One of the great pleasures for me attending film festivals is the discovery of new directors. Over the last 8 years i have become a great fan of films by talented auteurs like Bent Hamer, Gyorgy Palfi, Park Chan-Wook, Miranda July, and director of this powerful movie: Andrei Zvyagintsev. With the body of work from the aforementioned, you can take heart that the future of cinema is in great hands. Indeed, its one of the very key reasons i love working (and now, writing) in this very creative industry. You know that every year, someone, somewhere is going to produce a film that is of immense interest to your own unique love of film.

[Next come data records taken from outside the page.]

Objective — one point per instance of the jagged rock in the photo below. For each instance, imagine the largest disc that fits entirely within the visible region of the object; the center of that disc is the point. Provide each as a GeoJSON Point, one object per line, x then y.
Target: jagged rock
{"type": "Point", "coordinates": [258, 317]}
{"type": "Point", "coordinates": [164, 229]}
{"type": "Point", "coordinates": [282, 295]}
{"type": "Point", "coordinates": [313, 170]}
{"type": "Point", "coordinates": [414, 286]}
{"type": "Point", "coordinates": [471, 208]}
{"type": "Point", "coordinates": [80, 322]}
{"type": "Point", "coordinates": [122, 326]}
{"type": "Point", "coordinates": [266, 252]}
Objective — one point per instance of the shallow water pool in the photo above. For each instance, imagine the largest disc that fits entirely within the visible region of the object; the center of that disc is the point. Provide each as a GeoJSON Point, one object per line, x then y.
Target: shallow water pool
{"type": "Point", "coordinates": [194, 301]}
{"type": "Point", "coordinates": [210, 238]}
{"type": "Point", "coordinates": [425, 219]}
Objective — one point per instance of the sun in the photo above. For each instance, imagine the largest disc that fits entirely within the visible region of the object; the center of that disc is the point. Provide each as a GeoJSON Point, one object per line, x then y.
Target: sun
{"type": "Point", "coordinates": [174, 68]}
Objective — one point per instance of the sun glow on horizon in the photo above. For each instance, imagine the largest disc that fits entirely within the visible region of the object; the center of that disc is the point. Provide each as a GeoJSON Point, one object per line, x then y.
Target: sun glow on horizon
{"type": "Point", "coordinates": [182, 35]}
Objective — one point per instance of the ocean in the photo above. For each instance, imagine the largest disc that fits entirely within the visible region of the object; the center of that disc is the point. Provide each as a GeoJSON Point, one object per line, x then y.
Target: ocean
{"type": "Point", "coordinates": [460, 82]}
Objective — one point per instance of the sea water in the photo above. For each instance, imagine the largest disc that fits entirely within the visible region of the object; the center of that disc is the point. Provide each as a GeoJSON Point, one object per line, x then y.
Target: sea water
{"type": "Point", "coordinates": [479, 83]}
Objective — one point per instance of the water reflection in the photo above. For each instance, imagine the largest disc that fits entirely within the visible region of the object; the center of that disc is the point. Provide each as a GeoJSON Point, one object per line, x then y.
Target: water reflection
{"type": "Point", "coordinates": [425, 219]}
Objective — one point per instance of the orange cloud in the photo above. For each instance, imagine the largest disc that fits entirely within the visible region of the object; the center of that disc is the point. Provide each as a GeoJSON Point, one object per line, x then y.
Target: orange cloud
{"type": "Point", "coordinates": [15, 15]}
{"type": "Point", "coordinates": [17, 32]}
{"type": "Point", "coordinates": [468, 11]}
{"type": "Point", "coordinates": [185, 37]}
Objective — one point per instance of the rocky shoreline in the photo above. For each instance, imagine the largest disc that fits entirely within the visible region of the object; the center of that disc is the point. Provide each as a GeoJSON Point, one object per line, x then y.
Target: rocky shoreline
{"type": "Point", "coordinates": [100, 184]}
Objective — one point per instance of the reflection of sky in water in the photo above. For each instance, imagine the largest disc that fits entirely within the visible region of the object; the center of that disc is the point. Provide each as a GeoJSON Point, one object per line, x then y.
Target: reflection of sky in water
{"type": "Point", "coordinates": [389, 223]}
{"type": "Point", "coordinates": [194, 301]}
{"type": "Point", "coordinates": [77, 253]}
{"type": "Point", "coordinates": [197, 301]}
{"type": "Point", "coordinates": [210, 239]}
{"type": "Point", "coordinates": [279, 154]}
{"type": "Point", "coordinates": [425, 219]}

The start of the movie is a very obvious (now, more so in retrospect) visual clue to the themes that will be slowly revealed throughout its length. Long, meandering takes of a car driving to somewhere, a destination we're not entirely sure about. The road to redemption perhaps? Whatever, like so many journeys we make, its not the destination that's crucial, its how we get there & what happens along the way this is vastly more important. We then get introduced to brothers Mark & Alex whose relationship to each other is unfaltering. No job, task or favour is out of bounds & its this familial bond that gets tested to the extreme later on. Soon we meet the rest of Mark's family, Wife Vera, & their son and daughter. Although the family is away in the country-to Marks Fathers rural retreat, the tensions between the couple are soon very evident. And once the wife reveals her 'secret' things change rapidly and start to head down the only road then can go on-to hell.
Buts thats all i am going to say about the story proper. The rest you'll have to experience for yourself. The only other details i want to mention are the stunning cinematography, the dark haunting foreboding soundtrack, and the understated performances of all the actors.
Like his 1st movie (2003's "The Return") Zvyagintsev's "The Banishment" reaffirms his supreme talent for powerful Symbolic movies that undeniably confirms his position as a more than worthy pretender to the throne of king of Russian cinema! Undoubtedly, Zvyagintsev more than likely is extremely familiar with the demigod of Russian cinema -the other Andrei-Tarkovsky.
If you do enjoy this movie, then you will be stunned by "The Return" as well. Check out the making of doco as well-in particular, the story of the actor who played the eldest son. Whats revealed, makes a great movie even more poignant.